The networks showed alRais, and his wife Asma, proudly entering a polling station in the Damascene suburb of Duma.. It was an act full of symbolism, since this was the last place in the capital savagely besieged and under insurgent control -an extremist militia- until, after a chemical attack that left at least four dozen dead in April 2018, the rebels knelt. Casting the vote, the leader said that the opinion of the West on the elections counted “zero.”
This is how the President responded to the comments made by the White House Secretary of State, Antony Blinken. The senior official spoke of “so-called presidential elections” that “are neither free nor fair”. Bashar Asad has ruled the country since 2000, when he succeeded his father, who rose to power through a military coup.. The son has run three times in elections and the percentage of votes in his favor has not dropped below 90%. For this vote, according to official media, there are 18 million voters.
This Wednesday, with voting centers open only in areas controlled by the Government -the northern strip, part of it in Kurdish hands and another area under Turkish influence-, those who went to the polls tried to show their best face. After checking their documents, they had to choose the ballot with the portrait of their favorite candidate -Asad or two tolerated opponents, Abdallah Saloum Abdallah and Mahmoud Ahmed Marei-. At the time of depositing the envelope, they could choose between making their vote public or keeping it secret.. Logically, as a correspondent for the Russian agency TASS was able to verify in a school in Damascus, the majority chose to show their vote: in Syria, hiding something makes you a suspect.

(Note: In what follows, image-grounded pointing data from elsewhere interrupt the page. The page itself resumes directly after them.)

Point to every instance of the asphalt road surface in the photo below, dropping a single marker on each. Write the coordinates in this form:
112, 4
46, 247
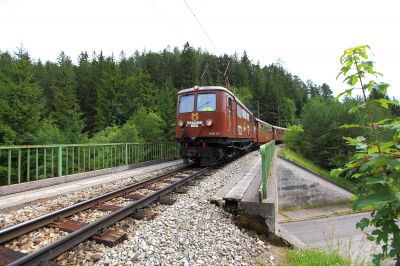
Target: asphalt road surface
337, 232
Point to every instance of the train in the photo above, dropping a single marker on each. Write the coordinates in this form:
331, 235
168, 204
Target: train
213, 126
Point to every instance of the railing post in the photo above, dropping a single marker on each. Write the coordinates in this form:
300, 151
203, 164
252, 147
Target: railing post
264, 171
126, 154
9, 167
60, 160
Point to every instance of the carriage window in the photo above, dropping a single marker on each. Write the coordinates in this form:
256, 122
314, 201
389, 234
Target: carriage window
244, 114
186, 104
206, 102
239, 111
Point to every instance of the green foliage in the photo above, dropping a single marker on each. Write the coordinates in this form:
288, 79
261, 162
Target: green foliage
322, 140
149, 125
376, 162
102, 91
315, 257
127, 133
21, 99
296, 157
294, 137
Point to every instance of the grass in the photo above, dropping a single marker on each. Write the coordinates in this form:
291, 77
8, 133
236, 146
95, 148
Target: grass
313, 256
290, 155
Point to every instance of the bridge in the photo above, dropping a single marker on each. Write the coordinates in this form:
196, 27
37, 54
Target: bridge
291, 202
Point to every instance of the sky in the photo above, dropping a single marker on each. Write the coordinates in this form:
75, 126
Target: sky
307, 36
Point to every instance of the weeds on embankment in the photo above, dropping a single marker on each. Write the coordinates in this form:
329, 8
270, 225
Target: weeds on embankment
293, 156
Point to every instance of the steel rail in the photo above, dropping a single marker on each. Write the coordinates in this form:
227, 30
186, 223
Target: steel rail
14, 231
42, 256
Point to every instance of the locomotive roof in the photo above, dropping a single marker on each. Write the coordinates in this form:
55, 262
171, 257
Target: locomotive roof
215, 88
259, 120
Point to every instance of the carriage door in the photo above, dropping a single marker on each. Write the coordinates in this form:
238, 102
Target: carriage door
229, 107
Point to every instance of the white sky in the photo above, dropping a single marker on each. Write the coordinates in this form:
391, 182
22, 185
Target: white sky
309, 36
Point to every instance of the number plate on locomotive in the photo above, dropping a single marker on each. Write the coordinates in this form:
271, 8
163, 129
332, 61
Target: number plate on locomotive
195, 123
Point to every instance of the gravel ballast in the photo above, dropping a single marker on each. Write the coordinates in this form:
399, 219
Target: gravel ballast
190, 232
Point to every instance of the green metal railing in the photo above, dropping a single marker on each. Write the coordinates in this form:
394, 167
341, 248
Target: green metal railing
20, 164
267, 152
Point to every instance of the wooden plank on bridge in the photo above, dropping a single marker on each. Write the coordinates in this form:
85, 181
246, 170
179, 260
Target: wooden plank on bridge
237, 192
8, 255
109, 237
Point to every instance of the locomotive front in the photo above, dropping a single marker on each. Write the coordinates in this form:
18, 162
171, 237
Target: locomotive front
201, 124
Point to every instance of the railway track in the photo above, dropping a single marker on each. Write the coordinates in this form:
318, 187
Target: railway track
156, 189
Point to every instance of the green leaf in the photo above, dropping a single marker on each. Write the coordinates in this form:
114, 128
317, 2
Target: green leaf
350, 126
383, 102
364, 167
374, 180
394, 164
363, 223
354, 80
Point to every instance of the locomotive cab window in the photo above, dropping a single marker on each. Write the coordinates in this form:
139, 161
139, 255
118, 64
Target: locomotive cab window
206, 102
186, 104
239, 111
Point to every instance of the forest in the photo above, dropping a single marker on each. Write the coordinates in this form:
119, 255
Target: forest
131, 98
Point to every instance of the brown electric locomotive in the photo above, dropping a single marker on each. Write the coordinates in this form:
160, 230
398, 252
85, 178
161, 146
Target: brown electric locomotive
213, 125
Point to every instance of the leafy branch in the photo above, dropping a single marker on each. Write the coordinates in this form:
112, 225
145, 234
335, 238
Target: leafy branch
376, 163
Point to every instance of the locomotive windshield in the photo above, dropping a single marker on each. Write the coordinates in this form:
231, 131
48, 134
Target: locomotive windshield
186, 104
206, 102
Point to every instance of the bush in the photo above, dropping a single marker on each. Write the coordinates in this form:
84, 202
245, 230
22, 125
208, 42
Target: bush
293, 138
115, 134
149, 125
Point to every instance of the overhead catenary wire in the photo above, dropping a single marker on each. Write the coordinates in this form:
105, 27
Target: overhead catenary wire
201, 26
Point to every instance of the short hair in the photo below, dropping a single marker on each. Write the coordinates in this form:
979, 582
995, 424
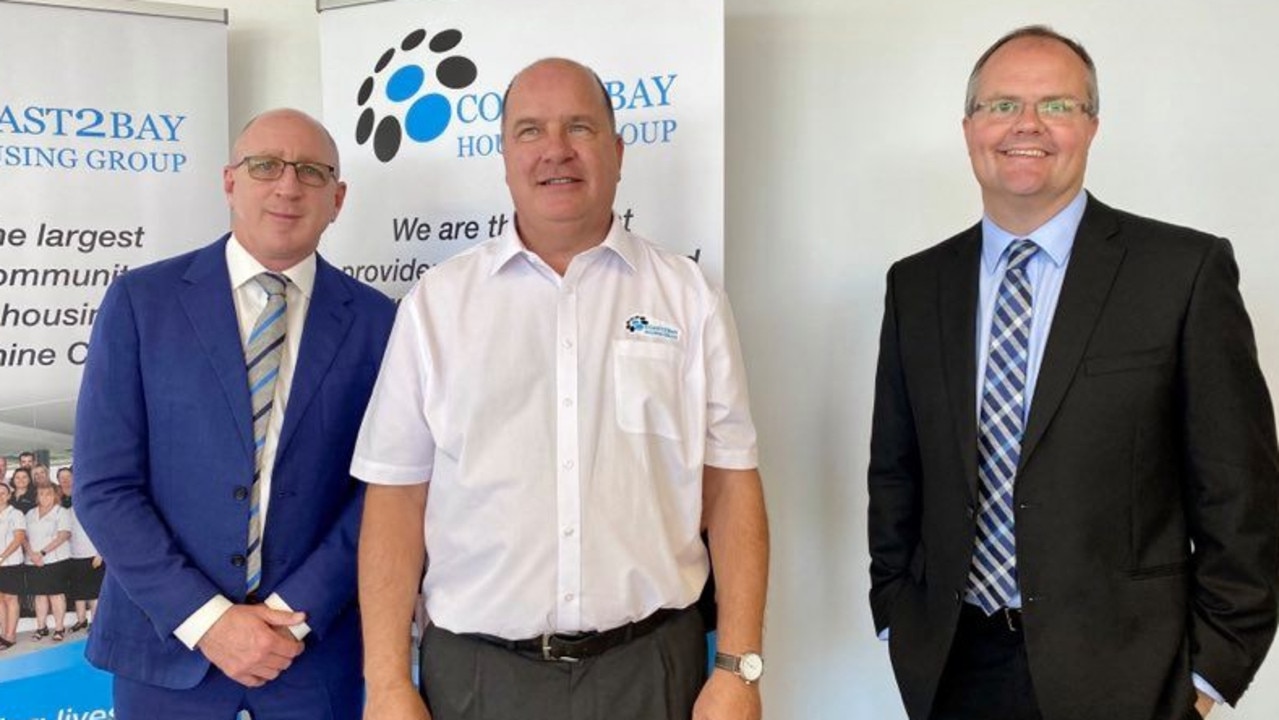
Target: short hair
604, 91
53, 486
1043, 32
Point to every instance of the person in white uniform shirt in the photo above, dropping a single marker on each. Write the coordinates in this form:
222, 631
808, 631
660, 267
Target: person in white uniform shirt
574, 399
13, 536
49, 533
87, 569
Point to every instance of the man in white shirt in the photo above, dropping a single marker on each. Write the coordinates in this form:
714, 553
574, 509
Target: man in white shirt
219, 408
574, 399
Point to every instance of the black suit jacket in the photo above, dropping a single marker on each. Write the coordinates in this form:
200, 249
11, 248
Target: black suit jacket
1147, 517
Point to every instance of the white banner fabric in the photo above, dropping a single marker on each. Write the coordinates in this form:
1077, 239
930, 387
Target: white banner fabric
412, 92
113, 132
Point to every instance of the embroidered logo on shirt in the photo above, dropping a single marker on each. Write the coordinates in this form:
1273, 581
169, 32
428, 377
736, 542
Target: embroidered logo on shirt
641, 325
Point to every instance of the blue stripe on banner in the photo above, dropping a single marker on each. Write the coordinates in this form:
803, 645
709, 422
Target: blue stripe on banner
54, 683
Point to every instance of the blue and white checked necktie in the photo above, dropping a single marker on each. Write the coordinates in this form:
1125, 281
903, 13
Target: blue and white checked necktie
993, 576
262, 354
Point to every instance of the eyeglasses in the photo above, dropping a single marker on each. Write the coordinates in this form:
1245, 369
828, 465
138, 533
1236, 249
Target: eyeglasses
266, 168
1053, 109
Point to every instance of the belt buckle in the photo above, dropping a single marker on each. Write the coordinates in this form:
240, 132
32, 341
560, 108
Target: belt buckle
1013, 619
550, 655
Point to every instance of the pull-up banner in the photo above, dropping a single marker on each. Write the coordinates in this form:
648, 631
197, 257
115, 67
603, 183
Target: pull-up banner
413, 91
113, 133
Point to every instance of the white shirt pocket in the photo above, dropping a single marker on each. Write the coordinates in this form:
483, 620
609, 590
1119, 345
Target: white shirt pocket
647, 381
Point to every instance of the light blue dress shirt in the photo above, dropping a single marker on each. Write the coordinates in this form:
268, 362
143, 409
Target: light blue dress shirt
1045, 270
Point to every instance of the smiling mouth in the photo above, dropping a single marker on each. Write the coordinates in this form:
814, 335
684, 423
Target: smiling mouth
1026, 152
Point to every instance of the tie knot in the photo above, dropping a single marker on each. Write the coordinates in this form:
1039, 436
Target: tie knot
273, 283
1021, 253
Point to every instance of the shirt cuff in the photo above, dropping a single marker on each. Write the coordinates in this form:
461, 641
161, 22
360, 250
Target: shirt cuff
198, 623
1206, 688
276, 602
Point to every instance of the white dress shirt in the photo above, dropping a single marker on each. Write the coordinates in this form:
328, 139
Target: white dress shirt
42, 531
563, 425
250, 299
12, 521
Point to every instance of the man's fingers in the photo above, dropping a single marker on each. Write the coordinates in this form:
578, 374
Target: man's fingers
279, 618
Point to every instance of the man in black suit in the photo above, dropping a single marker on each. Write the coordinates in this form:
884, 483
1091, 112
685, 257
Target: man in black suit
1073, 468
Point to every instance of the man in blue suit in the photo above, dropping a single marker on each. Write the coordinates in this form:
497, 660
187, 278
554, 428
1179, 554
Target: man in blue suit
220, 403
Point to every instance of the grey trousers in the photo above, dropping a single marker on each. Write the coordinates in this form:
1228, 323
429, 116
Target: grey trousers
655, 677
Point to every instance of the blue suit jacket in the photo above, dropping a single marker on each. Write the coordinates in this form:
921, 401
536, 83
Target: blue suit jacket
164, 458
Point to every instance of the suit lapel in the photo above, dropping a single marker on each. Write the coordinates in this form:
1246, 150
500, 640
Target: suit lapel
958, 313
1094, 262
207, 302
329, 319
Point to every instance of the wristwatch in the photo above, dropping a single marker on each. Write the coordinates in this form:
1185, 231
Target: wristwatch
748, 665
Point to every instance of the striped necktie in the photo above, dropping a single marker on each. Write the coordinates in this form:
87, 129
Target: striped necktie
993, 574
262, 354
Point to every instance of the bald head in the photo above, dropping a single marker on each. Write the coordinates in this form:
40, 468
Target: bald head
573, 67
296, 118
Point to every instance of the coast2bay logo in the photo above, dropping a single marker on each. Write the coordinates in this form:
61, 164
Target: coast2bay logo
641, 325
418, 109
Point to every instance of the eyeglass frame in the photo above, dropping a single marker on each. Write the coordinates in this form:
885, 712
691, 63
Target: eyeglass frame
330, 172
1072, 102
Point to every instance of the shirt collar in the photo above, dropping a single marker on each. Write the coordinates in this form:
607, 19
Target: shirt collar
244, 267
1054, 237
618, 241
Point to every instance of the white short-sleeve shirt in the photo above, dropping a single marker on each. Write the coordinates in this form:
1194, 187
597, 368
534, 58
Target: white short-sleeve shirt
563, 425
12, 521
42, 530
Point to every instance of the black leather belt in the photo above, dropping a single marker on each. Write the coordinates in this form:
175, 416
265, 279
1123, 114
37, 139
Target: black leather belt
1005, 618
580, 646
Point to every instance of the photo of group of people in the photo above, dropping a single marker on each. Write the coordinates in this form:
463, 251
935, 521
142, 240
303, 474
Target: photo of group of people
50, 572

According to local media, riot police had to be fully used in some places to control the crowds that were queuing to vote.. Something similar had happened weeks before at the Syrian embassy in Beirut, one of the ones that opened for the more than six million Syrians who have left the country due to the war.. Opponents in exile call these acts a 'tour de force' with a propaganda spirit. In Lebanon, supporters and opponents of Assad ended up clashing in the streets.
Nothing to do with what was lived in the displacement camps, where hundreds of thousands of Syrians live without homes and without expectations and where the poverty suffered by Syria is noted with more aplomb. There were neither ballot boxes, nor votes, nor a solid perception that the expected re-election of Bashar Asad will change the course of their lives.. More than a decade after the outbreak of the conflict, with most of the population sunk below the poverty line, no vote is expected to change things.
“Assad's re-election for another seven years brings serious challenges for the Syrian economy. The Caesar sanctions, imposed by the US and signed by the EU, virtually cut off the flow of potential investment in Syria, as Washington can impose secondary sanctions on foreign companies that invest in the Syrian economy,” recalls Samuel Ramani, a Syrian policy researcher at oxford university. However, the expert clarifies, countries like Iran, Russia, China and even the United Arab Emirates, which has stopped supporting the opposition front, could dare to challenge the Western sanctions after the elections, which could serve to consolidate the military victory of Assad in the war. Similarly, Ramani believes, “I think it is possible that Saudi Arabia will normalize [its relations] with Syria during the legislature, and that Qatar will follow”. This could reopen the door to the Arab League for Syria, and would, most experts believe, be the final straw for the opposition movement. All this despite the fact that Syria is still formally engaged in a UN-sponsored process to draft a consensus constitution for Syria that would serve to put the war behind it.